No Sul global, cresce a consciência de que os oceanos são também uma fronteira de soberania e sobrevivência. Pequenos Estados insulares do Pacífico e do Caribe, como Fiji e Tuvalu, alertam há anos para os impactos da elevação do nível do mar e a destruição de ecossistemas marinhos. Países africanos e latino-americanos, por sua vez, exigem maior acesso a tecnologias sustentáveis de pesca, monitoramento e defesa marinha, alertando para a desigualdade de capacidades entre países costeiros ricos e pobres.

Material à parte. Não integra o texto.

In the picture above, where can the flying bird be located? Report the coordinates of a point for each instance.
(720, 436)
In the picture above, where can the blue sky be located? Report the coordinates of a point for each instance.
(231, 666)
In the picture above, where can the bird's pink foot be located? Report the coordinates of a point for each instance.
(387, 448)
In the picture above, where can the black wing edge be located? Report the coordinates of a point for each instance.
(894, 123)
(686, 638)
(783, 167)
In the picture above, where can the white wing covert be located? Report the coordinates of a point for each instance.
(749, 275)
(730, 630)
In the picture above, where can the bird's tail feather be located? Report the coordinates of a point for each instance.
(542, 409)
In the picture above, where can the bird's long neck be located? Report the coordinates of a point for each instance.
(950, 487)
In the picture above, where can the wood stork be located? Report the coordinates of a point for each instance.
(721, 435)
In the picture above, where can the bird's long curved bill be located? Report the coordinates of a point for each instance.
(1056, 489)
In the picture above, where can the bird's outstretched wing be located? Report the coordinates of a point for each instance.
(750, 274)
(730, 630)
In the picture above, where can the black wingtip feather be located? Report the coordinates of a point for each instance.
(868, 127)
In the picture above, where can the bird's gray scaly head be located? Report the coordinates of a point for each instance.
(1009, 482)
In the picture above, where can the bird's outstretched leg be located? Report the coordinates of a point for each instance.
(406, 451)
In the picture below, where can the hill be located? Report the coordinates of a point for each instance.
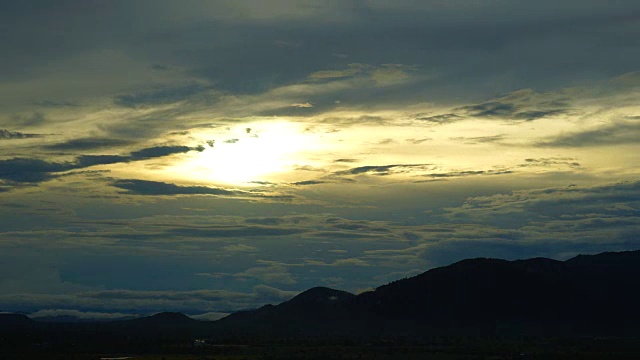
(586, 295)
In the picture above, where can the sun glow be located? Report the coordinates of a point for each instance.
(249, 153)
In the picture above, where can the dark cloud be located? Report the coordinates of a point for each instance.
(143, 187)
(441, 118)
(10, 135)
(88, 144)
(308, 182)
(520, 105)
(233, 232)
(551, 161)
(21, 170)
(479, 139)
(24, 170)
(161, 96)
(55, 104)
(160, 151)
(458, 174)
(617, 133)
(36, 118)
(381, 170)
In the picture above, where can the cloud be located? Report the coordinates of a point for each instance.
(550, 162)
(145, 187)
(302, 105)
(441, 118)
(21, 170)
(161, 96)
(351, 70)
(382, 170)
(239, 248)
(79, 314)
(479, 139)
(618, 133)
(55, 103)
(24, 170)
(209, 316)
(226, 231)
(141, 302)
(88, 144)
(275, 273)
(308, 182)
(35, 119)
(11, 135)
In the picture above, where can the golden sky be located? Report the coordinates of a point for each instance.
(213, 156)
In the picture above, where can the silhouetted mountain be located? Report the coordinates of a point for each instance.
(163, 319)
(10, 322)
(586, 295)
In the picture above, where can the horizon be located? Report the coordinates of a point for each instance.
(214, 156)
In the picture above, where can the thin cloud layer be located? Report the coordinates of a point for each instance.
(224, 155)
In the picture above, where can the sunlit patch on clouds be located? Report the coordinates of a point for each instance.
(220, 156)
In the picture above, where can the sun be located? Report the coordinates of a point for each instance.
(244, 155)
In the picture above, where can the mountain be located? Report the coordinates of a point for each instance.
(586, 295)
(13, 322)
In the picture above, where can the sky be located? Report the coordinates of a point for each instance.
(212, 156)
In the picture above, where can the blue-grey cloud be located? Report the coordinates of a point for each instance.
(617, 133)
(161, 96)
(144, 187)
(88, 144)
(21, 170)
(381, 170)
(10, 135)
(25, 170)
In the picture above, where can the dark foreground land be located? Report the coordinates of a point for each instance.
(583, 308)
(445, 349)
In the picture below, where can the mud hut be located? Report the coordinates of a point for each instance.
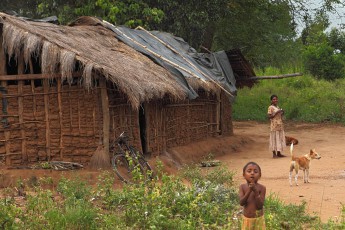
(67, 89)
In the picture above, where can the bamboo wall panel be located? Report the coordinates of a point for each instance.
(72, 124)
(191, 121)
(226, 115)
(123, 118)
(155, 134)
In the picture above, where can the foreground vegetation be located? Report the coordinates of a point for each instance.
(209, 202)
(303, 98)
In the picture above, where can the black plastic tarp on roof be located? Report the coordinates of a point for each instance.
(174, 54)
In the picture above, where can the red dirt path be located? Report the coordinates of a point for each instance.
(323, 195)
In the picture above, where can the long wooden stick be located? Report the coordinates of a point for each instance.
(272, 77)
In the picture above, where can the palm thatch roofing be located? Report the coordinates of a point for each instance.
(98, 52)
(96, 49)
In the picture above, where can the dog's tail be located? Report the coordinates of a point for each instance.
(291, 150)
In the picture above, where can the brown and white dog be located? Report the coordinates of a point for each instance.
(290, 140)
(301, 163)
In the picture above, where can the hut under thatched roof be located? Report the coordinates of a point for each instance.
(67, 89)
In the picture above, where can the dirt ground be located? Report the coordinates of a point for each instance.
(325, 192)
(324, 195)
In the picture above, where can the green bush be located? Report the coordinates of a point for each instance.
(303, 98)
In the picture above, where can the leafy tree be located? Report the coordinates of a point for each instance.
(132, 13)
(336, 39)
(262, 29)
(322, 62)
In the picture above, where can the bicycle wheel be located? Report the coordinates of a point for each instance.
(145, 168)
(122, 168)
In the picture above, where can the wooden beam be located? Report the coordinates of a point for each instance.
(19, 77)
(46, 112)
(21, 69)
(106, 115)
(3, 71)
(60, 117)
(272, 77)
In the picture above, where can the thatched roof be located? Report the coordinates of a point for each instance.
(98, 52)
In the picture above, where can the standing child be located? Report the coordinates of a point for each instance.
(277, 134)
(252, 198)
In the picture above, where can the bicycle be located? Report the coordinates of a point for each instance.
(128, 163)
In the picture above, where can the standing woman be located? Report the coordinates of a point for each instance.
(277, 134)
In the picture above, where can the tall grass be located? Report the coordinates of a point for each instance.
(303, 98)
(167, 202)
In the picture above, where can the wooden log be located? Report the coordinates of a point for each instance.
(272, 77)
(31, 76)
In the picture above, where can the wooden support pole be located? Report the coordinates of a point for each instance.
(3, 71)
(21, 69)
(60, 116)
(46, 110)
(218, 113)
(106, 115)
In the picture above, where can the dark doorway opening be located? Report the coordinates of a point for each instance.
(142, 125)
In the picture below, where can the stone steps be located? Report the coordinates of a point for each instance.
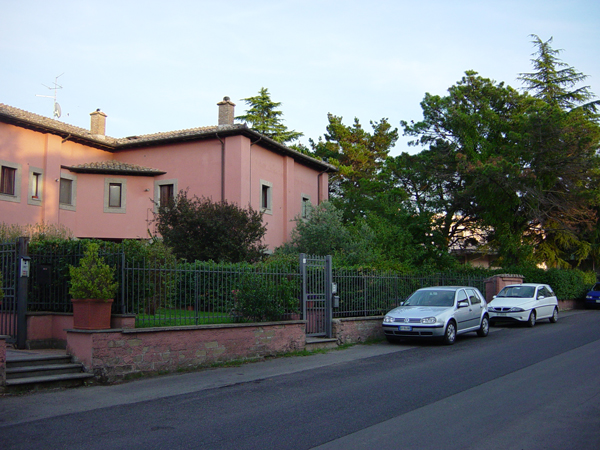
(43, 372)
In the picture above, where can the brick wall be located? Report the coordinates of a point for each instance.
(112, 354)
(357, 329)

O Brasil, com sua extensa costa atlântica, a Amazônia Azul e um dos maiores litorais do mundo, está diretamente inserido nesse debate. A exploração de petróleo em águas profundas, a proteção dos bancos de corais e a necessidade de garantir soberania em áreas estratégicas do Atlântico Sul colocam o país numa posição delicada: equilibrar interesses econômicos com compromissos ambientais e diplomáticos. Ainda que participe de fóruns multilaterais, o Brasil carece de uma estratégia de longo prazo para se posicionar de forma assertiva nessa nova geopolítica oceânica.

A governança dos oceanos, portanto, não é mais apenas um tema de especialistas ambientais. Trata-se de uma questão estratégica global que envolve segurança, economia, biodiversidade e justiça. Sem uma estrutura internacional sólida, com ampla participação dos países do Sul, os oceanos correm o risco de repetir a lógica predatória que já marcou tantos outros territórios: apropriação privada de bens comuns, marginalização dos mais vulneráveis e degradação ambiental irreversível.

Diante disso, torna-se urgente a construção de um pacto global para os oceanos, com base em três princípios: equidade entre países, responsabilidade ambiental e soberania dos povos costeiros. Essa é a única forma de garantir que o mar — que cobre 70% do planeta — não se transforme, mais uma vez, em território de conquista, mas sim em espaço de cooperação real para o futuro da humanidade.